The Drill Sergeant is easily the axis around which the rest of the film orbits, and the only person to exhibit similar interest in the film is Pvt Pyle/Lawrence, played wonderfully by Victor D'Onofrio, one of my mum's favourite actors. While Ermey's role is relatively straight (he doesn't believe he's in danger right up to the final moment), D'Onofrio has to "go on a journey" (as actors like to put it) from goofy to victim to sociopath. He pulls off all three with aplomb, going from likeable to sympathetic to scary in the flash of a moment. Critics like to point out Pyle would have been out of the marines within a week, but then, R Lee Ermey would always point out (as a man who had been a drill seargant before turning to acting, and apparently had a reputation as being a very good one), his Hartman is not meant to be a competent man. Hence he doesn't spot the signs of cracking (note cracking starts fully after hazing incident and when Laurence becomes a model soldier - you'd expect a decent teacher to spot those worrying signs immediately, or indeed, that some of the ammo on the base has gone MIA), hence he talks lovingly of the marksmanship of Lee Harvey Oswald. That no one notices Pyle has the Thousand Year Stare at the centre of the film (the look a soldier gets after their first kill) BEFORE he's even left training.

This all ends in the pivotal moment where Pyle shoots Ermey dead, before turning the gun on himself. The film has been electric up to this point, and this feels like the sad but inevitable climax to the underlying tension.

Now, the problem with Full Metal Jacket is that there is a third man in this scene. Our main character - de facto so far, but from now, actually. Pvt Joker is nowhere near as interesting as these two men, and when the film goes to Vietnam, it turns into just another war film.

And the big problem is this: we've just killed off the only 2 interesting characters 50 mins into a 2 hour film.

After this, the film becomes a series of set pieces, some of them interesting, some not, but none have the electricity or tension that Ermey and D'onofrio bring to the proceedings.

It's also notable that a film which goes out to say that war is hell, civilians tend to be the ones that get fucked over and that sociopaths (the helicopter gunner) have no place in the army... has a reputation for being a cool war film.
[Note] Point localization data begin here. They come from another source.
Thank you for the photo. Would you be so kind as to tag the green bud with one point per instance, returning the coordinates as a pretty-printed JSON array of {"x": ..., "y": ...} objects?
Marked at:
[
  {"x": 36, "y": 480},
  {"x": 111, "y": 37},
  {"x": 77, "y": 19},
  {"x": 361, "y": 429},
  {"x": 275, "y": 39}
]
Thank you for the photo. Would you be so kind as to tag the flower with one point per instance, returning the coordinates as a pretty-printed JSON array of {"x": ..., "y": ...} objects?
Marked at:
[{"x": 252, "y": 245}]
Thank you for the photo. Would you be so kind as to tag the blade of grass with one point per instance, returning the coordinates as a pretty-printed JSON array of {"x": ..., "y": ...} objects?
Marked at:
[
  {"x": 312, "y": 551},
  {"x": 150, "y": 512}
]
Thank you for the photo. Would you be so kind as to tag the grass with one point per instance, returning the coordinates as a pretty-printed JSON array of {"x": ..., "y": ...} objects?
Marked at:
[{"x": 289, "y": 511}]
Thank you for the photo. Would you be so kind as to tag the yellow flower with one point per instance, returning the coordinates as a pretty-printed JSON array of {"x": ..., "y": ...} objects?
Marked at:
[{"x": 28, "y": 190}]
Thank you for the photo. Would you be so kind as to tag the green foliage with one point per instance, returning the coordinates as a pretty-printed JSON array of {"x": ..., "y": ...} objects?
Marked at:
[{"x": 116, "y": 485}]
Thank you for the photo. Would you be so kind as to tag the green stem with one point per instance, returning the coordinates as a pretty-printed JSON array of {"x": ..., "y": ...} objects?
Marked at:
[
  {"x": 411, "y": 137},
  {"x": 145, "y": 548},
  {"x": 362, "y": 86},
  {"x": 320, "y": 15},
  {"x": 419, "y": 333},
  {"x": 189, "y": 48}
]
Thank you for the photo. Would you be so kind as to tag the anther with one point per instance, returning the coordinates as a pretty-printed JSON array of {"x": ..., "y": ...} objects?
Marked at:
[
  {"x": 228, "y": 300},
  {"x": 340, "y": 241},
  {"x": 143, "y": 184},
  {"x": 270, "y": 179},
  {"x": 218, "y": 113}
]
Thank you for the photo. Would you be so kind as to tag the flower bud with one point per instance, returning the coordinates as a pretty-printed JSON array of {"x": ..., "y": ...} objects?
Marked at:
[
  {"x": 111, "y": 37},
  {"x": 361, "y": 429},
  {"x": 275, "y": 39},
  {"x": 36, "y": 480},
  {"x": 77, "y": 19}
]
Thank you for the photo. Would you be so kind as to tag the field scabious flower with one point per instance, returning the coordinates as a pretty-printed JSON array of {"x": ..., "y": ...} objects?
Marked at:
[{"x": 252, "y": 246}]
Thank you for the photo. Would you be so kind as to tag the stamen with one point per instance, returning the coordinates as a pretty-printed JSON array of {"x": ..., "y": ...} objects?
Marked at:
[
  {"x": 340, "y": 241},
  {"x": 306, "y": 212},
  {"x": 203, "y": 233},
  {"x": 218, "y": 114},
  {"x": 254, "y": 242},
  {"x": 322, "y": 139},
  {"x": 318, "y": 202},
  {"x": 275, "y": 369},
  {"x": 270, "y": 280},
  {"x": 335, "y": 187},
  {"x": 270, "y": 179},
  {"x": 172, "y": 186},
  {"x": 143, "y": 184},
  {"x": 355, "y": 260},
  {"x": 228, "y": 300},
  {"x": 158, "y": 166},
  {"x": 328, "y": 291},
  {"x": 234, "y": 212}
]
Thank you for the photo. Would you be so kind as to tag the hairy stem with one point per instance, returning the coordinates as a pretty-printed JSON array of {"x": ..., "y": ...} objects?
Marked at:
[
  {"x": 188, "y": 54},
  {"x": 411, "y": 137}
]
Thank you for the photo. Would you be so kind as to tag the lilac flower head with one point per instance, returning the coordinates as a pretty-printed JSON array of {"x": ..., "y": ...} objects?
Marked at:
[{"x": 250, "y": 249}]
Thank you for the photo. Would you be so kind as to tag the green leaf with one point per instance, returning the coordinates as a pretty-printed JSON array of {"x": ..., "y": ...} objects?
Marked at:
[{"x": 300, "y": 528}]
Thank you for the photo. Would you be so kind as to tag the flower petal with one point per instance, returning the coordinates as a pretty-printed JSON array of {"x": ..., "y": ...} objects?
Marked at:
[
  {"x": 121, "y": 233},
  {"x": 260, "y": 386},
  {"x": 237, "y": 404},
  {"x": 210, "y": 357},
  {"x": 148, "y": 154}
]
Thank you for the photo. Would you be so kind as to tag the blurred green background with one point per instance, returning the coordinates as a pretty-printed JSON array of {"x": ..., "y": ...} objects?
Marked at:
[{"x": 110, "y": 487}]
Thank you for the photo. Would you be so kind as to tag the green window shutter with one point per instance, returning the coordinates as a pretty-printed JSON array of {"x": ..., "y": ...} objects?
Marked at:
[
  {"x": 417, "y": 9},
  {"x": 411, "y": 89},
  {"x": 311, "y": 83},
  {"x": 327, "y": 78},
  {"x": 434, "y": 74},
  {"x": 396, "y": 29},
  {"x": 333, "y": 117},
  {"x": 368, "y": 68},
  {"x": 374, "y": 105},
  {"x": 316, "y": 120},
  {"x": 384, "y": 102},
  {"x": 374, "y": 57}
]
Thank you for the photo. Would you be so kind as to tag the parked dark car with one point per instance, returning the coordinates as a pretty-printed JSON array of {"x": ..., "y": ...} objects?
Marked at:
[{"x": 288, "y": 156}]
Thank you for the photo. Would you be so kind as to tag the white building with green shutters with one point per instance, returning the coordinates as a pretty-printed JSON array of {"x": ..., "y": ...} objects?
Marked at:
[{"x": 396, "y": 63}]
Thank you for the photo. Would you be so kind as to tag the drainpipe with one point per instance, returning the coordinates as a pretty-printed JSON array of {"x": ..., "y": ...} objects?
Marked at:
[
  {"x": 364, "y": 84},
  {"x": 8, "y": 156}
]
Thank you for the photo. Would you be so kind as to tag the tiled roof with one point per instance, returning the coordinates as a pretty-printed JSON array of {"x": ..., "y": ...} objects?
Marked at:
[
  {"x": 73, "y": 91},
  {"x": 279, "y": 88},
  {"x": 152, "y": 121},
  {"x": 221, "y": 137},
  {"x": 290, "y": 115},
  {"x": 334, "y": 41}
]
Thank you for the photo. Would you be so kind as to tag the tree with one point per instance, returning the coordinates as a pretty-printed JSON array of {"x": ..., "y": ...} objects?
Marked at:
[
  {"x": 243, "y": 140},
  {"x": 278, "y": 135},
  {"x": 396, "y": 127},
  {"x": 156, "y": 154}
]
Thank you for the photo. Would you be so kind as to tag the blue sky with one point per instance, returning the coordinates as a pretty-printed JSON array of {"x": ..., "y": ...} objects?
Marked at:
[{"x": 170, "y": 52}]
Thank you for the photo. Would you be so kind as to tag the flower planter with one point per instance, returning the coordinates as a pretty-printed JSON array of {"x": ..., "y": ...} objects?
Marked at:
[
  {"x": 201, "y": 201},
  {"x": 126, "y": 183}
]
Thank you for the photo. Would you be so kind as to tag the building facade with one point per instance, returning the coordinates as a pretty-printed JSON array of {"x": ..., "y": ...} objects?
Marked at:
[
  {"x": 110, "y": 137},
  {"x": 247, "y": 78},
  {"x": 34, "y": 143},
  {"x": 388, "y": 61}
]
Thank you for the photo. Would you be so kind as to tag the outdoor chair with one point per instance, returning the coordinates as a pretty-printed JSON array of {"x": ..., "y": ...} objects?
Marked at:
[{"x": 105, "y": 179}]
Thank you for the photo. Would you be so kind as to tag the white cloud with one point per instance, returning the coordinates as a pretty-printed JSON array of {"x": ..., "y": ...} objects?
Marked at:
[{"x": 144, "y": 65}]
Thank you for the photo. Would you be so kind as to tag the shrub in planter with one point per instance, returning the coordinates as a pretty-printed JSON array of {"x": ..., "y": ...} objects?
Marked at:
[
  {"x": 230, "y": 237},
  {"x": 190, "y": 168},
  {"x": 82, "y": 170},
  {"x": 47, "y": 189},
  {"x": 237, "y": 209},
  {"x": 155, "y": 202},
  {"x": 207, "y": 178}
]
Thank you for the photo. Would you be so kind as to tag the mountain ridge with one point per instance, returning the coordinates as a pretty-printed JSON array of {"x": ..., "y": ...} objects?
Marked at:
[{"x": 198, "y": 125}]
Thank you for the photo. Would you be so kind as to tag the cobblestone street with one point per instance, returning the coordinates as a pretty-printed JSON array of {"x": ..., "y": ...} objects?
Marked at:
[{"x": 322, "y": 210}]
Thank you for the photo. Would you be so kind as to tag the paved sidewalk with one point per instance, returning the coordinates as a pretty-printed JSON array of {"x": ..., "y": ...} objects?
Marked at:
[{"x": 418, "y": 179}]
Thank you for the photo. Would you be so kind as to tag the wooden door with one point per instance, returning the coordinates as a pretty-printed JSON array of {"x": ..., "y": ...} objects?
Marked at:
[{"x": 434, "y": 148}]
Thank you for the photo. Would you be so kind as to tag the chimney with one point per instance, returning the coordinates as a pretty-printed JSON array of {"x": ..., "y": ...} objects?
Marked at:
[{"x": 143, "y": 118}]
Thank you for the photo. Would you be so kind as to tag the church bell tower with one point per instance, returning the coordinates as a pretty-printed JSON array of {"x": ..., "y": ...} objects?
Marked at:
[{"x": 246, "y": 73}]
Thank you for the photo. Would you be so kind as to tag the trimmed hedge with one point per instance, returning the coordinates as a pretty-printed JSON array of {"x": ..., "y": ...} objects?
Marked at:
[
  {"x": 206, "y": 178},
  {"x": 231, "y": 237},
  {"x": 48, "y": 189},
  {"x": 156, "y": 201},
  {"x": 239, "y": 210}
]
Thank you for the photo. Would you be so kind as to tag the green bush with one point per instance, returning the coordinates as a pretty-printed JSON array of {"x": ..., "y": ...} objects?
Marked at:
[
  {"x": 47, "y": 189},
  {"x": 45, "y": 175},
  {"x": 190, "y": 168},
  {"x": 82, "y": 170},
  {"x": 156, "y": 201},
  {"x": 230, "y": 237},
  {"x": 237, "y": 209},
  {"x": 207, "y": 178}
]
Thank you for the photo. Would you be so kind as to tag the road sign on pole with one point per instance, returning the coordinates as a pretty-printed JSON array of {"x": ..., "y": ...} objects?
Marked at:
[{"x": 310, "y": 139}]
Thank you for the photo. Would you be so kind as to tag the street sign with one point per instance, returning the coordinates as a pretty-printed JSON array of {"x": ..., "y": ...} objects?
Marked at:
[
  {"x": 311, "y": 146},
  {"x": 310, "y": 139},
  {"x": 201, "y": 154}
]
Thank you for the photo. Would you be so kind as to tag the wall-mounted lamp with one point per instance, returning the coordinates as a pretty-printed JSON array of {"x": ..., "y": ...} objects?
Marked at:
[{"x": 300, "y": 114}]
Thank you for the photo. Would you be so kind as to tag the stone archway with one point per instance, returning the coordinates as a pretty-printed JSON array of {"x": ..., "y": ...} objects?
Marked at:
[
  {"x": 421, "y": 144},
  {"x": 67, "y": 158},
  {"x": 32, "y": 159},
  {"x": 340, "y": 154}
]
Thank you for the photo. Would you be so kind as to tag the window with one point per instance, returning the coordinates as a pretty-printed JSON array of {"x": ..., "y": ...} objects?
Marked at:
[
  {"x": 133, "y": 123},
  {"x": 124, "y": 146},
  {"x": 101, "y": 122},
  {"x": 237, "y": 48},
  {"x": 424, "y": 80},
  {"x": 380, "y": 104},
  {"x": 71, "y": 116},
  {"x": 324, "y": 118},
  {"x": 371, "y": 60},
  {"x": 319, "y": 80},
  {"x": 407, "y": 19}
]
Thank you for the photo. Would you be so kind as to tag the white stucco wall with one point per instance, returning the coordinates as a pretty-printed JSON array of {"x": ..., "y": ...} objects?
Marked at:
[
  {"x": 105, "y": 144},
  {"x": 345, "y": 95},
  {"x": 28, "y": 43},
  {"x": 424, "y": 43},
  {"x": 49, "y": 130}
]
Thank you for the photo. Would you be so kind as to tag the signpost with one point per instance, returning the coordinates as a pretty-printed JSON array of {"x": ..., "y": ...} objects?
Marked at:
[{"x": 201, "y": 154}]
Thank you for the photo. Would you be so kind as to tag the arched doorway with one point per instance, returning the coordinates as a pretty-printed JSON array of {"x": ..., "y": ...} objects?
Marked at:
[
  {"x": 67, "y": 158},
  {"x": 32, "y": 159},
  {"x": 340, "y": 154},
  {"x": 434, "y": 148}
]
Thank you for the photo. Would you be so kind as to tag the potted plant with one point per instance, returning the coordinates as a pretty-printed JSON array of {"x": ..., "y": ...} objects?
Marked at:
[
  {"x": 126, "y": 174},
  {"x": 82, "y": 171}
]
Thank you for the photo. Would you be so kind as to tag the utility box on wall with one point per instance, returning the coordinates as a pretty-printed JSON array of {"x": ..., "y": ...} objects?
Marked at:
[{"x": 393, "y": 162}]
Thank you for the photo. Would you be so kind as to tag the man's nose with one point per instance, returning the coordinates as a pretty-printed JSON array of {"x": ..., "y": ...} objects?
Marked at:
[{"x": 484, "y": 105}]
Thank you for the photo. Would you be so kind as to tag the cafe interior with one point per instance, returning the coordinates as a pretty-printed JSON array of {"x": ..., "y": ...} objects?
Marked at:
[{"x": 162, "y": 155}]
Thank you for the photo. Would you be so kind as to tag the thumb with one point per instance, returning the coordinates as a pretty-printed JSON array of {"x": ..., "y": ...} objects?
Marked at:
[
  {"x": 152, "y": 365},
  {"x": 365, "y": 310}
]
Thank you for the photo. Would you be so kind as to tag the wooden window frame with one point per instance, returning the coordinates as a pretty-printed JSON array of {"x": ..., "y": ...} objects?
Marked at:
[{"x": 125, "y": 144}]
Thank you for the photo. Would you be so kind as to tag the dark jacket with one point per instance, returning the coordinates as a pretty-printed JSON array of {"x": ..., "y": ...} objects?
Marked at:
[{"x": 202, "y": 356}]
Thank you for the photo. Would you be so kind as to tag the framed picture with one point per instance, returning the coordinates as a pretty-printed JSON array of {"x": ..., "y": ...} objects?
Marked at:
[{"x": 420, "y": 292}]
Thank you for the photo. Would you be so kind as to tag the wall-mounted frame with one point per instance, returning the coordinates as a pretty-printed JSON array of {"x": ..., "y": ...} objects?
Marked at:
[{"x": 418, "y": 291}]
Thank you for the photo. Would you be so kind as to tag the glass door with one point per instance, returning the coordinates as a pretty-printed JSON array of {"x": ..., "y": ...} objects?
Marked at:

That Hartman is designed to be a bad instructor yet the hawks (and the phony veterans who are everywhere on social media, Mary Sueing themselves into the heart of Vietnam when they were doing office jobs or weren't even born) applaud him as a hero. He ain't a hero, Alec Baldwin isn't a hero in Glengarry Glen Ross, society is missing the goddamn point. But perhaps that is the point, you can't make an anti-war film, as soon as the explosions and body count starts, it will always appeal to those you are trying to oppose.

Perhaps Full Metal Jacket would have been better if it had never gone to Vietnam, and focused on the training. Certainly, it wouldn't have done worse to keep the only 2 characters of note in the story. Sadly, the film dies with a whimper (a snipers bullet, even?) the moment Hartman and Pyle die, leaving the film far less than the sum of its parts.